En dépit des énormes exigences dans la construction de son avenir, cette terre de Toumai fait aussi face au défi de la défense et de la préservation de son patrimoine. Le gouvernement a montré une ferme volonté de protéger les espèces emblématiques et a vu des vies perdues dans ce combat pour cette cause. Depuis les régions fossilifères de Toros-Menalla aux ruines d’Ouara, en passant par les buttes Sao, il y a des reliques historiques importantes pour toute l’humanité. Beaucoup de cette histoire se retrouve encore dans les autorités traditionnelles, les langues indigènes et les cultures traditionnelles si chères aux tchadiens. Là aussi, le Tchad peut, et doit se tourner vers ses partenaires et solliciter leur solidarité dans la préservation de ce riche passé.

Au regard d’un programme domestique aussi énorme, certains pourraient chercher à esquiver leurs responsabilités régionales et internationales, mais le Tchad ne l’a pas fait. La prompte intervention en République Centrafricaine en décembre a permis de donner du temps à la médiation régionale. Et de manière encore plus considérable, au Mali, les actions rapides du Tchad sont largement applaudies comme une réponse à l’appel d’un pays frère du Sahel se trouvant dans un besoin urgent. Le déploiement robuste des troupes tchadiennes aux côtés de l’Armée Française a émoussé et repoussé une sérieuse menace terroriste, ouvrant la voie à une force multinationale africaine. Les Etats-Unis sont heureux d’avoir fourni un soutien à cet effort et continueront à le faire.

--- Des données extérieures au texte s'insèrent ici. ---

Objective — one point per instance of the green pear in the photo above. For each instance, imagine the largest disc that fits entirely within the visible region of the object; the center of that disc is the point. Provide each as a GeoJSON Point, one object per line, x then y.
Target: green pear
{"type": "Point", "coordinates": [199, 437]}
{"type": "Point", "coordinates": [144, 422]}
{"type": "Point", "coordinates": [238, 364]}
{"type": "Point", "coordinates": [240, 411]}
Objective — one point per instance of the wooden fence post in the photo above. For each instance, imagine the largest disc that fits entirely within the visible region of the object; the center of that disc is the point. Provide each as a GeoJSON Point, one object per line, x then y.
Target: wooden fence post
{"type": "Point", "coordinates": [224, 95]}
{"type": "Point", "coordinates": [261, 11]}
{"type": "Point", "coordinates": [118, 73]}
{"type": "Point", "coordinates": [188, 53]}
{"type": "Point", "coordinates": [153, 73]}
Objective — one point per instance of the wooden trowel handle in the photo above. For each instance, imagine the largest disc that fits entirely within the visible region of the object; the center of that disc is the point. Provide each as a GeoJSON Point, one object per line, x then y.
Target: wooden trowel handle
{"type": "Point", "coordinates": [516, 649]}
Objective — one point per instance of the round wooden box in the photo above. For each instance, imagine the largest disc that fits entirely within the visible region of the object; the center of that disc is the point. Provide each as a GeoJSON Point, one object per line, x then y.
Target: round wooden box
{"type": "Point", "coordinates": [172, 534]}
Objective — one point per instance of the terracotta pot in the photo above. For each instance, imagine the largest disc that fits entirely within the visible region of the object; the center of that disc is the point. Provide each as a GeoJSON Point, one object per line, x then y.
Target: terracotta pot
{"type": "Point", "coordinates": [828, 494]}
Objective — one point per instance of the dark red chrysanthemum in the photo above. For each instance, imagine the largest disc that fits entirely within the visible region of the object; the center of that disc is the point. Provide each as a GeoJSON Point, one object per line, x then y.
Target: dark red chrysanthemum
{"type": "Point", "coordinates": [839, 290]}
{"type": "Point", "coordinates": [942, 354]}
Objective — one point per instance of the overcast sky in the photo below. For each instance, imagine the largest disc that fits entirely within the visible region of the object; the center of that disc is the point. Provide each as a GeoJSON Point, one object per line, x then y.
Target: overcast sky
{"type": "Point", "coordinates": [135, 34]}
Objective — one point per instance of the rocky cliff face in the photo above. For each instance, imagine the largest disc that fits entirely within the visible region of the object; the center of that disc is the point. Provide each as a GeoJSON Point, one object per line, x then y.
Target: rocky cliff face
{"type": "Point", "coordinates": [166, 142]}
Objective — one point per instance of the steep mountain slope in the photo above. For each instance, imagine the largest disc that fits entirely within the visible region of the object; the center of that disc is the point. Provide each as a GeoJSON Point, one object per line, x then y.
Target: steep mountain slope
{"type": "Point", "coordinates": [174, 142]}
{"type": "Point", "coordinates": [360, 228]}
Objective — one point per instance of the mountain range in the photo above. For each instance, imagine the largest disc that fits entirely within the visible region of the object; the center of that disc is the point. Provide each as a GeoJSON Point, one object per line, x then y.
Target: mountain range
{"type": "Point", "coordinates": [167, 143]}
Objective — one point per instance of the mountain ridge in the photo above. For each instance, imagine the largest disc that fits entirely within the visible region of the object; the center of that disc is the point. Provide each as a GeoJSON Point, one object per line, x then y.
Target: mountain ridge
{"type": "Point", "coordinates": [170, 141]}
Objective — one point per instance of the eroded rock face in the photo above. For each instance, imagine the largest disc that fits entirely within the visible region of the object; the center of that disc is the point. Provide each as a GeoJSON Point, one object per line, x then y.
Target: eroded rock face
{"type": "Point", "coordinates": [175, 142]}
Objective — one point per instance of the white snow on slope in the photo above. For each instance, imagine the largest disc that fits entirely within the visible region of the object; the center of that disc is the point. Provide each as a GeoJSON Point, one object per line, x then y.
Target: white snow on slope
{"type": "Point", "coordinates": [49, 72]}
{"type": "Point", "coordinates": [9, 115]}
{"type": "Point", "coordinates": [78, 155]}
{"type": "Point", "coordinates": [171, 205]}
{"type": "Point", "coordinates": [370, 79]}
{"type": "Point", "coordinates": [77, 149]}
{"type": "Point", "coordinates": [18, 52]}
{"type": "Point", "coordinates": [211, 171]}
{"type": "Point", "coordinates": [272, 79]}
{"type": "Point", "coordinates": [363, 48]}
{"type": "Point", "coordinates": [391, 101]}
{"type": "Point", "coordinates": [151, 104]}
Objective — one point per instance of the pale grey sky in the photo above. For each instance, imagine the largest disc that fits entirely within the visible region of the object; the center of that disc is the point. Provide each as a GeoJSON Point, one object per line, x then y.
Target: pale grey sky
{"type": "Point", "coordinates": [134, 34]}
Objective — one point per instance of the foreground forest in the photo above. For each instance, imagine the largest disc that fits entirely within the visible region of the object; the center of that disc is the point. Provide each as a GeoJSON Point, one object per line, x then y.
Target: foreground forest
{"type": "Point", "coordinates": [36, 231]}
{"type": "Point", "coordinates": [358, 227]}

Que nos deux pays continuent à jouir des bienfaits de la paix et de la liberté à l’intérieur de nos frontières et que cette paix et cette liberté s’étendent au monde entier.

Source : Alwihda

2 Commentaires

  1. « L’acier et le béton ne suffisent pas pour construire le Tchad de demain » (Mark Boulware, Ambassadeur des États-Unis au Tchad)
    5 avril 2013 at 22 h 40 min Répondre

    […] l’article sur tchadinfos.com : « L’acier et le béton ne suffisent pas pour construire le Tchad de demain » Mark Boulware Amb… Commentaires sur Facebook […]

  2. kaka koyo
    7 avril 2013 at 12 h 55 min Répondre

    Très objectif et empreinte de concision et de realisme. Pas de langue de bois. Le Tchad est desormais un grand garçon parmi les grands et non un petit garçon egaré dans une cour des grands. ce discours le montre clairement car il revele la confiance reconnue au Tchad. Merci aux Tchadiens.